Posted August. 15, 2007 07:17,
Deputy Prime Minister and Minister of Finance and Economy Kwon O-gyu said yesterday that a sudden withdrawal of investments funded by borrowed yen could spark a huge crisis like the financial meltdown in 1997.
Yen-carry trade refers to the practice of investors borrowing a low-yielding yen to invest in higher-yielding currencies and assets for gains from interest rate differences.
Deputy Prime Minister Kwon said in a posting on the Finance Ministrys website titled After Visiting the Asia Pacific Economic Cooperation Financial Ministers Meeting that the talks discussed the U.S. subprime mortgage situation and a possibility of clearing of yen-carry trade investments as risk factors for the global financial market.
Kwon added that the yen-carry trade was behind the instability of the international financial market and that excessive transactions to gain profits from interest rate differentials could disturb the macro economy of the country where investments were made.

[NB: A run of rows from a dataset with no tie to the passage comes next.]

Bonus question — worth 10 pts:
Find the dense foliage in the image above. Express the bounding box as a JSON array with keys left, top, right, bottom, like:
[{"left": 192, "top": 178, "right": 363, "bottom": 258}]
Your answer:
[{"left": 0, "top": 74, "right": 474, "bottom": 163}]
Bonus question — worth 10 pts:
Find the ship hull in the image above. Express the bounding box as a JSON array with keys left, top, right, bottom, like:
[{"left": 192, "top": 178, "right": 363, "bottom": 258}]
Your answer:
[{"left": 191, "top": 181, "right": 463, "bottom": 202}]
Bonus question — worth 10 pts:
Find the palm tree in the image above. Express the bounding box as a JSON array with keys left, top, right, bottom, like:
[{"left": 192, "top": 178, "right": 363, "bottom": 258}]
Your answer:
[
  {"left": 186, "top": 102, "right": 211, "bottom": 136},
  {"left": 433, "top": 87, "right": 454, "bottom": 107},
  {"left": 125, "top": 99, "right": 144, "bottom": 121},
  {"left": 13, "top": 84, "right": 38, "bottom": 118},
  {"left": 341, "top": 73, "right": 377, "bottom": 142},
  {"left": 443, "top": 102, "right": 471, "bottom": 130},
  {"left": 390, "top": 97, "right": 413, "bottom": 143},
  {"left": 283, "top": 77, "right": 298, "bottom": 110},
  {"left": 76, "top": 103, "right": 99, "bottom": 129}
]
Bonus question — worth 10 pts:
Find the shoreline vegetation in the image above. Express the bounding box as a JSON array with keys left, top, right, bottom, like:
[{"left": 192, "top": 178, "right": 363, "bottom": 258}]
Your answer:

As a classic example, he pointed out that enormous amount of capital from Japanese banks, which flooded into Finland, Norway, and Sweden in the 1980s, hiked up prices of assets including properties in the three Nordic countries.
In addition, he explained that withdrawal of funds by Japanese banks in November 1997 affected non-Japanese banks to follow in their footsteps ultimately setting off the financial crisis in Korea.
He also projected that the yen-carry trade will continue to be on top of the agenda as financial ministers around the world joined Korea in raising the issue.